Member of the Michigan House of Representatives from the 66th district
- In office January 1, 2017 – January 1, 2023
- Preceded by: Aric Nesbitt
- Succeeded by: Josh Schriver

Van Buren County Commissioner
- In office 2013–2016

Personal details
- Born: June 14, 1967 (age 59) Fort Dodge, Iowa, US
- Party: Republican
- Children: 2
- Alma mater: Indiana-Purdue University at Fort Wayne (BA); Old Dominion University (M.S.Ed.);

= Beth Griffin =

American politician (born 1967)

Beth Griffin (born June 14, 1967) is an American politician from Michigan. She is a former Republican member of Michigan House of Representatives.

== Education ==
In 1991, Griffin earned a Bachelor of Arts degree in psychology from Indiana-Purdue University at Fort Wayne. In 1996, Griffin earned a MSEd degree in Secondary Education English from Old Dominion University in Norfolk, Virginia.

== Career ==
In 1999, Griffin became a teacher at Parchment Middle School until 2005. In addition to teaching English, Griffin also taught Special Education to elementary students. As a business person, Griffin is the owner of Premco Finance. In 2010, Griffin became a guest teacher at Mattawan Consolidated Schools.

In 2010, Griffin became the founder and chair person of Mattawan Area Pantry, a nonprofit organization that serves Mattawan School District in Michigan.

In 2012, Griffin became the Vice President of Van Buren County Women's Republican Party.

In 2013, Griffin served as a Commissioner of Van Buren County for two terms until 2016. During Griffin's second term, she was also a Vice Chair person of the Board of Commissioners.

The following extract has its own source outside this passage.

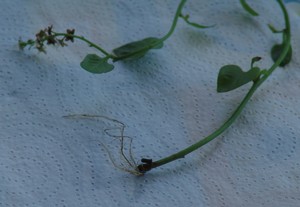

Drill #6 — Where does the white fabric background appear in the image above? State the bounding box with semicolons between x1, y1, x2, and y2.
1;0;300;206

On November 8, 2016, Griffin won the election and became a Republican member of Michigan House of Representatives for District 66. Griffin defeated Democrat Annie Brown with 54.26% of the votes. On November 6, 2018, as an incumbent, Griffin won the election and continued serving District 66. Griffin defeated Dan Seibert with 56.82% of the votes. The 66th House District includes Van Buren County, city of Parchment, Cooper Township, and Alamo Township in Kalamazoo County, Michigan.

== Awards ==
- 2019 Legislator of the Year. Presented by Michigan Manufacturers Association (September 10, 2019).

== Personal life ==
She has two children. Griffin and her family live in Mattawan, Michigan. For several years, Griffin served as chapter president of ACT for America, which has been designated as an anti-Muslim "hate group" by the Southern Poverty Law Center.